Prediksi Penyakit Jantung Berdasarkan Indikator-Indikator Kesehatan
Abstract
This research aims to predict heart disease using Machine Learning. The dataset used is obtained from a website called Kaggle. The benefits of this research can help prevent someone from getting heart disease; and start a lifestyle change. The use of Machine Learning can help to predict the likelihood of a person developing heart disease. Some Machine Learning algorithms used in this research are K-Nearest Neighbor, Decision Tree, and Random Forest. The use of Machine Learning algorithms can also be supported using Hyperparameter tuning to improve the performance of Machine Learning algorithms. Hyperparameter tuning aims to find the best parameters of each algorithm that provide the most optimal performance.

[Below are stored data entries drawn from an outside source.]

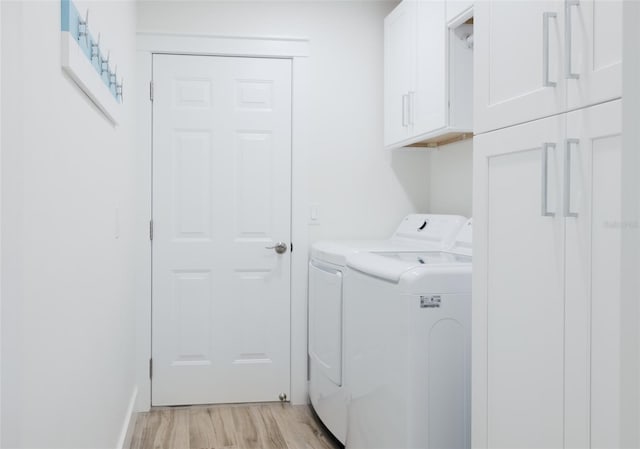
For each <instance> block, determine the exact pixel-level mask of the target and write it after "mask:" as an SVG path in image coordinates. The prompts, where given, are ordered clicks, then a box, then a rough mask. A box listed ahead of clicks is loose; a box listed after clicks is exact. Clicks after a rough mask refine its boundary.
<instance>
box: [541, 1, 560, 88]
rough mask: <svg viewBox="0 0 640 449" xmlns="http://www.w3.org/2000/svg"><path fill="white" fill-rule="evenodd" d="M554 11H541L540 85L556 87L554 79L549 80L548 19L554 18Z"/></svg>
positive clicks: (548, 44)
mask: <svg viewBox="0 0 640 449" xmlns="http://www.w3.org/2000/svg"><path fill="white" fill-rule="evenodd" d="M556 17H557V14H556V13H555V12H543V13H542V85H543V86H544V87H556V83H555V82H554V81H549V19H551V18H554V19H555V18H556Z"/></svg>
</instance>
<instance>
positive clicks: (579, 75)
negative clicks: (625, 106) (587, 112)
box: [564, 0, 622, 109]
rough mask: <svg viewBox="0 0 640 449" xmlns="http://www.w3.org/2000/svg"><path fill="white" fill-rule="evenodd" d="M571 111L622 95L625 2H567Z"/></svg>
mask: <svg viewBox="0 0 640 449" xmlns="http://www.w3.org/2000/svg"><path fill="white" fill-rule="evenodd" d="M565 5H566V14H567V21H566V23H567V26H568V29H567V31H566V32H567V35H568V36H570V38H569V39H568V40H567V42H566V46H567V53H566V58H567V59H565V68H564V72H565V76H566V78H567V93H568V98H567V102H568V109H577V108H581V107H584V106H590V105H593V104H596V103H601V102H603V101H606V100H611V99H614V98H620V97H621V96H622V1H621V0H580V1H577V0H573V1H572V0H566V3H565Z"/></svg>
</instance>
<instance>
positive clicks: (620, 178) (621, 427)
mask: <svg viewBox="0 0 640 449" xmlns="http://www.w3.org/2000/svg"><path fill="white" fill-rule="evenodd" d="M623 11H624V21H623V33H624V34H623V36H624V39H623V43H624V52H623V60H624V66H623V77H622V89H623V101H622V106H623V109H622V111H623V122H622V129H623V135H622V142H623V147H622V173H621V177H620V179H621V183H622V217H621V222H622V223H623V228H622V245H621V247H622V265H621V266H622V273H621V275H622V276H621V281H622V285H621V287H622V289H621V292H622V301H621V311H622V313H621V317H622V320H621V323H620V331H621V332H620V334H621V345H620V349H621V354H622V358H621V361H622V366H621V368H620V373H621V394H620V396H621V417H622V419H621V423H620V430H621V447H629V448H631V447H640V326H638V323H639V322H640V304H639V302H638V298H640V180H639V179H638V173H640V151H639V148H640V128H638V122H639V119H640V86H639V85H638V78H639V77H640V53H639V52H638V48H640V36H639V35H638V33H637V24H638V21H639V20H640V3H639V2H637V1H635V0H633V1H632V0H628V1H625V2H624V9H623Z"/></svg>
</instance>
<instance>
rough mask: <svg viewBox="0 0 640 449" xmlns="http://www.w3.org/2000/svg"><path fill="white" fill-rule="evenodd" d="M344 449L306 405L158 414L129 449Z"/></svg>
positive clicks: (163, 411)
mask: <svg viewBox="0 0 640 449" xmlns="http://www.w3.org/2000/svg"><path fill="white" fill-rule="evenodd" d="M219 448H220V449H340V448H342V446H341V445H340V443H339V442H337V441H336V440H335V439H334V438H333V437H332V436H331V435H330V434H329V433H328V431H327V430H326V429H324V427H323V426H322V424H320V423H319V422H318V420H317V418H316V417H315V415H314V414H313V412H312V411H311V409H310V408H309V407H308V406H306V405H290V404H281V403H266V404H237V405H213V406H191V407H162V408H154V409H152V410H151V411H150V412H148V413H141V414H139V415H138V418H137V420H136V426H135V429H134V433H133V438H132V440H131V447H130V449H219Z"/></svg>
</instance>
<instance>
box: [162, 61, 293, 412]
mask: <svg viewBox="0 0 640 449" xmlns="http://www.w3.org/2000/svg"><path fill="white" fill-rule="evenodd" d="M153 78H154V102H153V225H154V235H153V323H152V325H153V338H152V344H153V348H152V354H153V379H152V403H153V405H178V404H204V403H227V402H248V401H251V402H253V401H275V400H278V395H279V394H280V393H286V394H287V395H288V394H289V380H290V379H289V377H290V369H289V365H290V363H289V357H290V341H289V340H290V336H289V329H290V320H289V316H290V263H291V262H290V253H289V244H290V221H291V210H290V205H291V184H290V180H291V132H290V130H291V62H290V61H289V60H285V59H252V58H231V57H209V56H184V55H183V56H177V55H154V57H153ZM279 241H282V242H285V244H286V249H287V251H286V252H285V253H283V254H277V253H276V252H275V251H274V249H268V248H267V247H270V246H274V245H275V244H276V243H277V242H279Z"/></svg>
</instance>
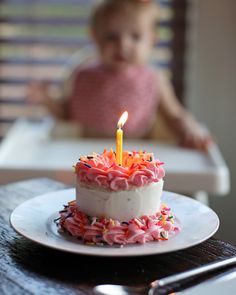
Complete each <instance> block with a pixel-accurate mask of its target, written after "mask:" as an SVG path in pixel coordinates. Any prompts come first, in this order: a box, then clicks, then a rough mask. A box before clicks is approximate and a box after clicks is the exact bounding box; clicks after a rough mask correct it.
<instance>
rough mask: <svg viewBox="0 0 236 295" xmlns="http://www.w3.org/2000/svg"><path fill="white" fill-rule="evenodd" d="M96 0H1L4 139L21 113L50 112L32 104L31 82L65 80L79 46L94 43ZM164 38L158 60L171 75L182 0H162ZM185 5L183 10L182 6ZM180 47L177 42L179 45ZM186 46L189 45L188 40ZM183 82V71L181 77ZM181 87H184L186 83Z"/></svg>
mask: <svg viewBox="0 0 236 295" xmlns="http://www.w3.org/2000/svg"><path fill="white" fill-rule="evenodd" d="M95 2H96V0H2V1H0V137H3V136H4V135H5V134H6V132H7V131H8V130H9V128H10V126H11V124H12V123H13V122H14V121H15V120H16V119H17V118H19V117H28V118H31V119H36V120H37V119H40V118H42V117H43V116H45V114H46V110H45V109H43V108H42V107H40V106H37V107H36V106H35V105H32V104H29V103H27V101H26V99H25V93H26V85H27V83H28V82H29V81H32V80H47V81H49V82H52V83H60V82H61V79H62V75H61V73H62V71H63V69H64V68H65V66H66V65H67V61H68V60H69V58H70V57H71V55H72V54H74V53H75V52H76V51H77V50H78V49H80V48H83V47H84V46H86V45H88V44H90V42H91V41H90V40H89V38H88V32H87V26H88V15H89V14H90V10H91V6H92V5H93V4H94V3H95ZM158 2H159V3H160V7H161V19H160V25H159V29H158V30H159V32H158V34H159V38H160V42H159V43H158V46H157V48H156V50H155V51H154V57H157V58H156V59H155V58H154V60H156V62H157V61H158V64H159V66H160V67H162V69H163V71H165V72H166V73H167V75H171V74H172V72H174V71H176V69H178V67H179V65H180V64H181V56H179V59H178V58H177V59H175V58H176V56H177V57H178V55H176V54H175V53H174V52H173V50H175V49H176V48H177V49H178V50H181V44H180V43H178V42H177V43H178V44H177V43H175V42H173V41H174V40H175V37H174V36H175V27H174V26H176V27H178V26H179V29H180V27H181V21H180V19H181V16H180V14H181V13H179V14H178V17H177V19H176V17H175V10H176V11H179V12H181V11H182V10H181V7H180V9H179V6H178V5H177V6H176V5H174V2H183V1H178V0H175V1H173V0H160V1H158ZM178 9H179V10H178ZM182 43H183V42H182ZM173 45H174V46H173ZM182 45H183V44H182ZM176 83H177V84H178V83H179V85H180V84H181V81H180V72H178V81H177V80H176ZM180 88H181V87H180Z"/></svg>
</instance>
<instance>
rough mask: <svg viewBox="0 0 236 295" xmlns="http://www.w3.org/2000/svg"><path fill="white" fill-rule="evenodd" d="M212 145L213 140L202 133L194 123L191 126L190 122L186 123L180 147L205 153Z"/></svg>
mask: <svg viewBox="0 0 236 295" xmlns="http://www.w3.org/2000/svg"><path fill="white" fill-rule="evenodd" d="M192 123H193V122H192ZM212 143H213V138H212V137H211V135H210V134H207V133H206V132H204V130H202V129H201V127H200V126H198V125H197V123H196V122H194V123H193V124H191V122H187V123H186V125H185V126H184V131H183V133H182V135H181V138H180V145H181V146H184V147H187V148H194V149H198V150H201V151H207V150H208V148H209V146H210V145H211V144H212Z"/></svg>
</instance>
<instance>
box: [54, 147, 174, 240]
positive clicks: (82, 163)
mask: <svg viewBox="0 0 236 295" xmlns="http://www.w3.org/2000/svg"><path fill="white" fill-rule="evenodd" d="M75 173H76V176H77V182H76V200H75V201H72V202H70V203H68V204H67V205H65V208H64V209H63V210H62V211H60V220H59V226H60V229H61V230H63V231H66V232H69V233H70V234H71V235H72V236H74V237H76V238H79V239H82V240H83V241H84V243H86V244H96V245H103V244H109V245H113V244H120V245H125V244H134V243H142V244H143V243H145V242H149V241H154V240H157V241H158V240H168V236H169V234H170V233H174V232H176V231H177V230H178V228H177V227H176V226H175V224H174V217H173V215H172V213H171V211H170V208H168V207H167V206H166V205H163V204H161V194H162V190H163V177H164V175H165V171H164V168H163V163H162V162H161V161H159V160H155V159H154V156H153V154H152V153H147V152H145V151H139V152H137V151H132V152H128V151H126V152H122V165H119V164H117V160H116V154H115V152H113V151H112V150H109V151H107V150H104V152H103V153H102V154H96V153H93V154H92V155H88V156H82V157H81V158H80V159H79V162H78V163H76V165H75Z"/></svg>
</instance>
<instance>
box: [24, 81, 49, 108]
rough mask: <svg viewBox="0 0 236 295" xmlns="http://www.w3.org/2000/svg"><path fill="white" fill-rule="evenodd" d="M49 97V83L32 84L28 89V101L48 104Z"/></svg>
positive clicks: (35, 82) (26, 97)
mask: <svg viewBox="0 0 236 295" xmlns="http://www.w3.org/2000/svg"><path fill="white" fill-rule="evenodd" d="M48 96H49V84H48V83H47V82H30V83H29V84H28V86H27V88H26V99H27V101H28V102H30V103H34V104H46V102H47V100H48Z"/></svg>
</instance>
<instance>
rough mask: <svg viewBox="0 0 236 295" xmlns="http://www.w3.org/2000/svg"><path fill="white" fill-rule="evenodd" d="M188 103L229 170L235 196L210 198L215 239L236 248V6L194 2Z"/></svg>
mask: <svg viewBox="0 0 236 295" xmlns="http://www.w3.org/2000/svg"><path fill="white" fill-rule="evenodd" d="M190 6H191V7H190V8H191V9H190V14H189V21H190V31H189V50H188V53H189V54H188V55H189V58H188V61H187V65H188V71H187V75H186V84H187V85H186V86H187V94H186V101H187V105H188V106H189V108H190V110H192V112H193V113H194V114H195V115H196V116H197V118H198V119H199V120H200V121H202V122H204V123H206V125H207V126H208V127H209V129H210V130H211V132H212V133H213V135H214V136H215V138H216V141H217V143H218V145H219V147H220V149H221V151H222V154H223V156H224V159H225V161H226V163H227V164H228V166H229V168H230V173H231V192H230V194H229V195H227V196H225V197H211V198H210V205H211V207H212V208H213V209H214V210H215V211H216V212H217V214H218V215H219V217H220V220H221V226H220V230H219V231H218V233H217V235H216V236H217V237H218V238H221V239H224V240H227V241H231V242H234V243H236V228H235V226H236V1H235V0H192V1H190Z"/></svg>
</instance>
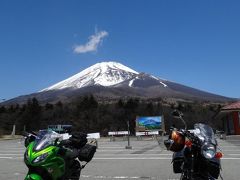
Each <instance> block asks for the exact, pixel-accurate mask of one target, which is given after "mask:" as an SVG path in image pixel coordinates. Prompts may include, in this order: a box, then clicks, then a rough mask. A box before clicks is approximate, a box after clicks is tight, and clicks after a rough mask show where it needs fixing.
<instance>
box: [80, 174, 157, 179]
mask: <svg viewBox="0 0 240 180" xmlns="http://www.w3.org/2000/svg"><path fill="white" fill-rule="evenodd" d="M81 177H82V178H89V179H151V180H153V179H157V178H156V177H137V176H93V175H81Z"/></svg>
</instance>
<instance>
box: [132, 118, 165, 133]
mask: <svg viewBox="0 0 240 180" xmlns="http://www.w3.org/2000/svg"><path fill="white" fill-rule="evenodd" d="M155 130H162V116H148V117H137V118H136V131H137V132H140V131H155Z"/></svg>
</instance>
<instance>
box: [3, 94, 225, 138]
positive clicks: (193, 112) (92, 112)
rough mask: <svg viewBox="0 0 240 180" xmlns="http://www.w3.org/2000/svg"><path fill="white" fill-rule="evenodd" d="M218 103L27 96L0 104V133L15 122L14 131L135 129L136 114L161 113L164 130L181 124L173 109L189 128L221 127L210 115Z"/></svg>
mask: <svg viewBox="0 0 240 180" xmlns="http://www.w3.org/2000/svg"><path fill="white" fill-rule="evenodd" d="M220 108H221V105H219V104H210V103H208V104H206V103H200V102H198V103H196V102H194V103H187V102H178V103H174V104H173V103H172V104H171V103H166V102H164V101H163V100H161V99H160V100H141V99H135V98H129V99H127V100H122V99H119V100H118V101H116V102H111V103H108V102H98V101H97V100H96V98H95V97H94V96H92V95H88V96H83V97H79V98H77V99H75V101H73V102H71V103H62V102H61V101H59V102H57V103H55V104H50V103H46V104H40V103H39V102H38V100H37V99H36V98H33V99H29V100H28V102H27V103H26V104H24V105H18V104H16V105H11V106H0V134H10V133H11V131H12V127H13V125H14V124H15V125H16V131H17V133H21V132H22V131H23V130H24V129H25V130H26V131H34V130H39V129H46V128H47V126H48V125H53V124H71V125H73V129H74V130H77V131H82V132H88V133H90V132H100V133H101V135H106V134H107V132H108V131H119V130H126V129H127V121H129V122H130V131H131V133H132V134H134V132H135V119H136V116H162V115H163V116H164V120H165V126H166V130H167V129H169V127H170V126H171V125H172V124H175V125H176V126H181V125H182V124H181V122H179V121H178V120H176V119H174V118H173V117H172V116H171V111H172V110H173V109H178V110H180V111H182V112H183V113H184V117H185V119H186V121H187V124H188V126H189V128H191V127H192V126H193V124H194V123H196V122H206V123H208V124H210V125H211V126H213V127H214V128H217V129H221V127H222V123H221V122H220V121H219V120H216V119H214V116H215V115H216V113H217V112H218V111H219V110H220Z"/></svg>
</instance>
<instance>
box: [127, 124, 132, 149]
mask: <svg viewBox="0 0 240 180" xmlns="http://www.w3.org/2000/svg"><path fill="white" fill-rule="evenodd" d="M127 127H128V145H127V146H126V149H132V146H130V128H129V120H128V121H127Z"/></svg>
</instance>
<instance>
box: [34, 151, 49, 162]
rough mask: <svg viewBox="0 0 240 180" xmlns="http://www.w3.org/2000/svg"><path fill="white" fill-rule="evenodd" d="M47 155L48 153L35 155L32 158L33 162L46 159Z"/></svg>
mask: <svg viewBox="0 0 240 180" xmlns="http://www.w3.org/2000/svg"><path fill="white" fill-rule="evenodd" d="M47 156H48V153H44V154H42V155H41V156H38V157H36V158H35V159H34V160H33V163H39V162H41V161H43V160H44V159H46V157H47Z"/></svg>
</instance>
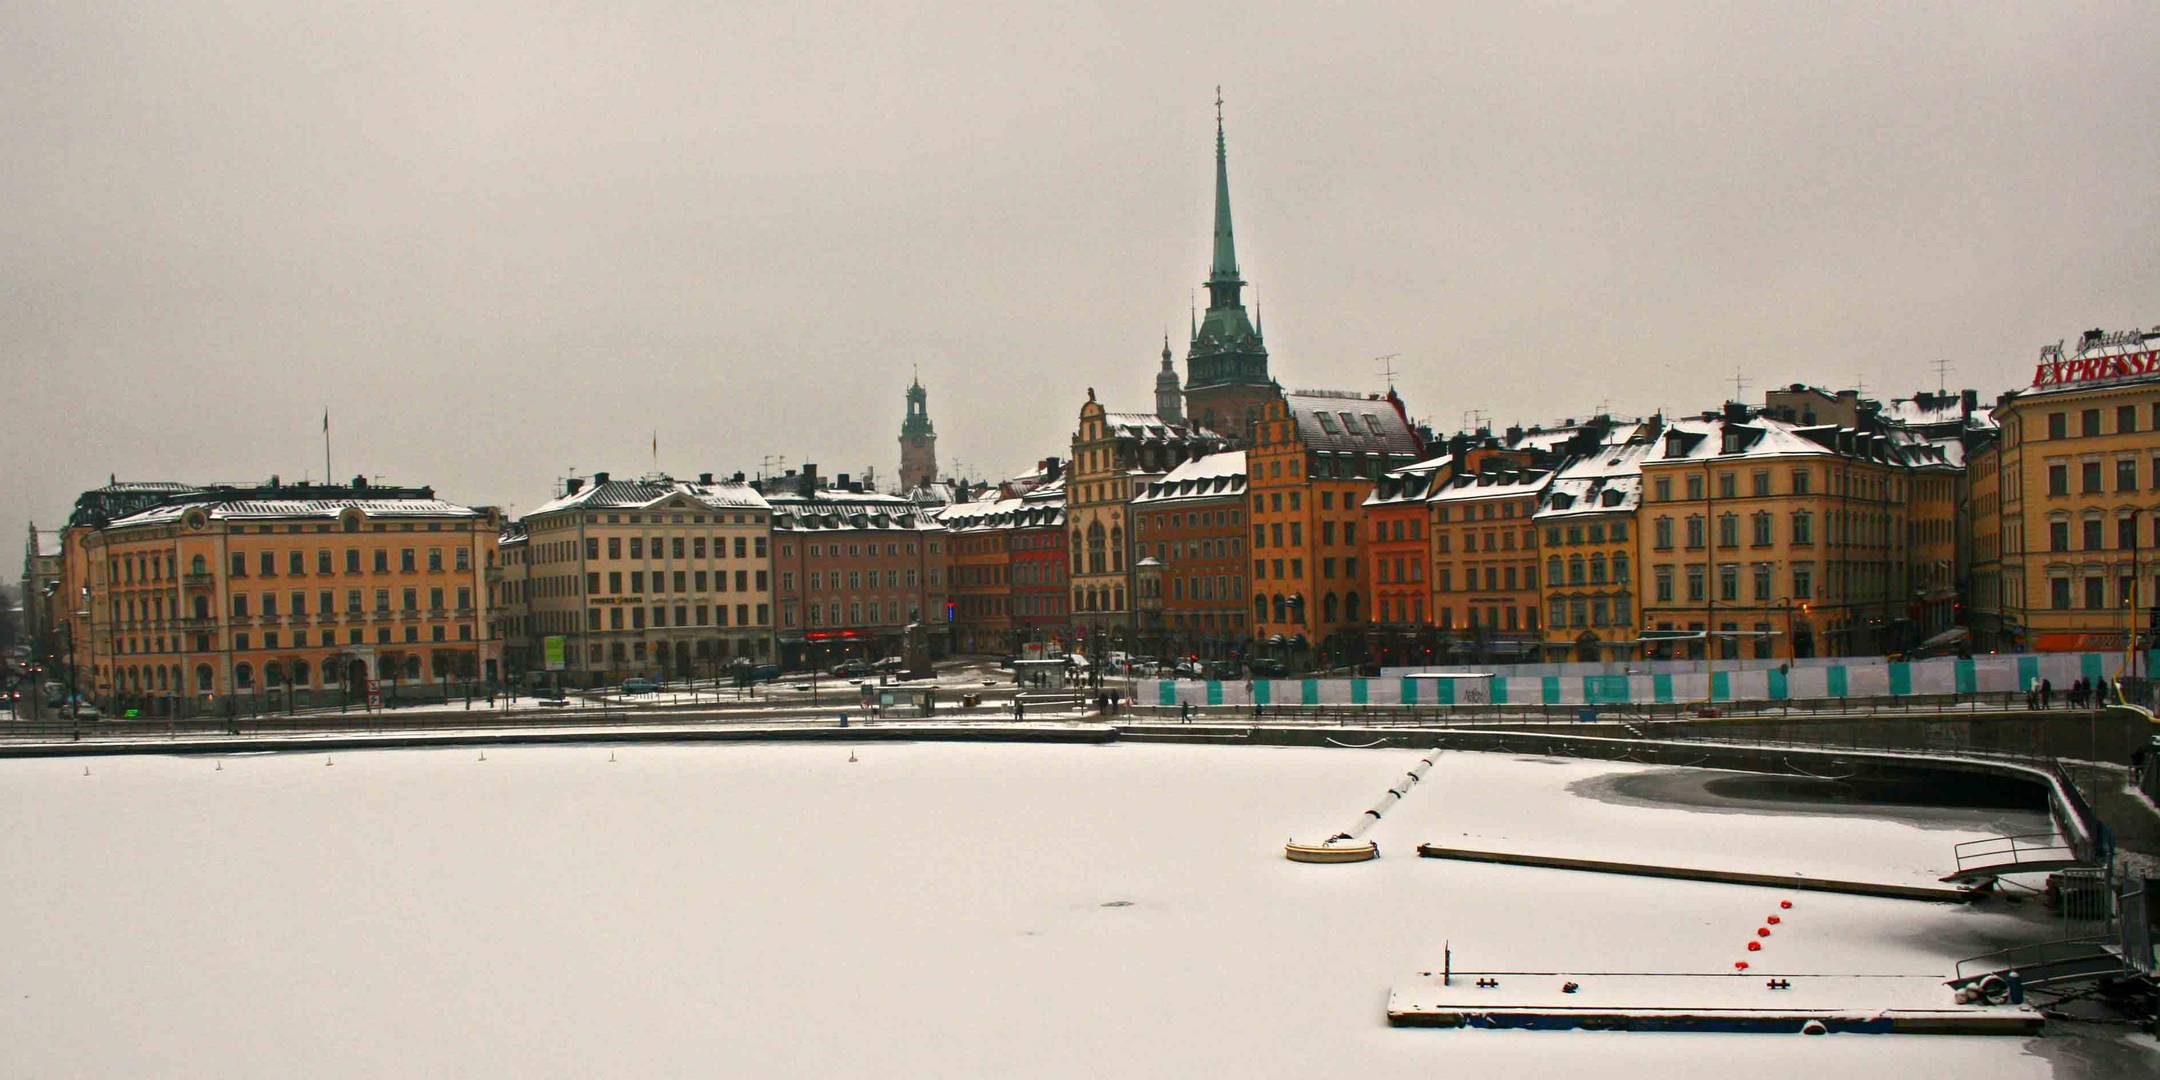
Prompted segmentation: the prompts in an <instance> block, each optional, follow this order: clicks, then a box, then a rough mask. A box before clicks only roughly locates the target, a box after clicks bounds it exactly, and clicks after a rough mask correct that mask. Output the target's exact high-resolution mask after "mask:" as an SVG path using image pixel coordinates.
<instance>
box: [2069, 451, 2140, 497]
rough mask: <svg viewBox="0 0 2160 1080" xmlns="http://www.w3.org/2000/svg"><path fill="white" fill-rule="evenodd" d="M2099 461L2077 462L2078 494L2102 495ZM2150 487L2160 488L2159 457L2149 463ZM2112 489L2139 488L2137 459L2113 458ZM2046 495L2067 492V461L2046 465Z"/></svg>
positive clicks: (2130, 489)
mask: <svg viewBox="0 0 2160 1080" xmlns="http://www.w3.org/2000/svg"><path fill="white" fill-rule="evenodd" d="M2102 480H2104V471H2102V462H2078V495H2104V492H2106V488H2104V486H2102ZM2149 486H2151V490H2160V456H2154V464H2151V484H2149ZM2115 490H2138V460H2136V458H2115ZM2048 495H2069V462H2050V464H2048Z"/></svg>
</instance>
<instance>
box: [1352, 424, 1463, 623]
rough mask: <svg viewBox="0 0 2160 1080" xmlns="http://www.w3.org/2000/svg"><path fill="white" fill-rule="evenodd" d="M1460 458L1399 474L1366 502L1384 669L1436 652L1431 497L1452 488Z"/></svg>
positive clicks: (1384, 485)
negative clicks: (1434, 617)
mask: <svg viewBox="0 0 2160 1080" xmlns="http://www.w3.org/2000/svg"><path fill="white" fill-rule="evenodd" d="M1454 471H1456V460H1454V456H1447V454H1443V456H1439V458H1428V460H1421V462H1417V464H1413V467H1408V469H1395V471H1393V473H1387V475H1382V477H1380V482H1378V484H1374V490H1372V495H1367V497H1365V588H1367V592H1369V594H1372V635H1374V642H1372V652H1374V654H1376V657H1378V661H1380V663H1382V665H1389V663H1404V661H1426V657H1428V652H1426V650H1428V648H1432V644H1434V642H1432V633H1430V629H1432V618H1430V616H1432V607H1430V605H1432V581H1428V577H1430V570H1432V529H1430V518H1432V510H1430V505H1426V497H1428V495H1432V490H1434V486H1443V484H1447V480H1449V477H1452V475H1454Z"/></svg>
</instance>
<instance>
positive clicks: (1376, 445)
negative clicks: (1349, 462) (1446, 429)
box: [1283, 391, 1419, 458]
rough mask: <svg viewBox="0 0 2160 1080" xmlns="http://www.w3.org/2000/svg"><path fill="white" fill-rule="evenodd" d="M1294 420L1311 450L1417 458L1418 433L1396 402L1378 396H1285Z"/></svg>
mask: <svg viewBox="0 0 2160 1080" xmlns="http://www.w3.org/2000/svg"><path fill="white" fill-rule="evenodd" d="M1283 406H1285V408H1290V419H1294V421H1296V423H1298V441H1300V443H1305V447H1307V449H1318V451H1333V454H1393V456H1404V458H1417V454H1419V445H1417V434H1415V432H1410V426H1408V421H1404V419H1402V413H1395V402H1389V400H1387V397H1385V395H1376V393H1346V391H1292V393H1283Z"/></svg>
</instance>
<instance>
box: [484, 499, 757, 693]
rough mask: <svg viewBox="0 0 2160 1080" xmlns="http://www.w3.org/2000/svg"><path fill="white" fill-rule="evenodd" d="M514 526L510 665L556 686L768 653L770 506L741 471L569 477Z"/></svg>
mask: <svg viewBox="0 0 2160 1080" xmlns="http://www.w3.org/2000/svg"><path fill="white" fill-rule="evenodd" d="M518 523H521V525H523V527H525V542H523V546H525V553H523V577H525V585H523V600H521V605H523V609H521V611H516V618H518V620H521V624H523V626H527V631H525V642H527V654H525V657H521V659H518V665H516V667H518V670H521V672H540V670H544V644H546V639H549V637H562V639H564V670H562V672H559V680H562V685H600V683H613V680H620V678H624V676H659V678H687V676H706V678H711V676H719V674H726V670H728V667H730V665H732V663H734V661H752V663H765V661H771V659H773V570H771V568H773V553H771V536H773V508H771V503H767V499H765V497H762V495H758V490H756V488H752V486H750V484H745V482H743V480H741V477H737V480H721V482H715V480H713V475H711V473H704V475H700V477H698V480H696V482H687V480H672V477H644V480H613V477H609V475H607V473H594V477H592V482H590V484H588V482H585V480H583V477H575V480H570V484H568V490H566V492H564V495H562V497H557V499H553V501H549V503H544V505H540V508H538V510H534V512H529V514H525V516H521V518H518Z"/></svg>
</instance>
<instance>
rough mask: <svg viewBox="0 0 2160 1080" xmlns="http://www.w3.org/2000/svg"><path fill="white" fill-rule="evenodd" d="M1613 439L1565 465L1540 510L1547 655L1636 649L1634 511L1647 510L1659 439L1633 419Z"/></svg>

The results of the experiments obtained show that the most optimal algorithm is Random Forest with a value of f1-score (micro) 94%, f1-score (macro) 73%, f1-score (weighted) 94%, and balance accuracy 74%. For the best parameters from the use of Hyperparameter tuning from the Random Forest algorithm, namely max_depth = 80, max_features = 4, min_samples_leaf = 4, min_samples_split = 10, and n_estimators = 400. For the best parameters from the use of Hyperparameter tuning from the Decision Tree algorithm, namely criterion = gini, max_depth = 100, max_features = sqrt, min_samples_leaf = 1, and min_samples_split = 3, and for the best parameters from the use of Hyperparameter tuning from the K-Nearest Neighbor algorithm, namely leaf_size = 10, n_neighbors = 40, and weights = distance. In addition to experiments to find the best machine learning algorithm, this research also produces a web-based system that accepts input in the form of health indicators and provides prediction results.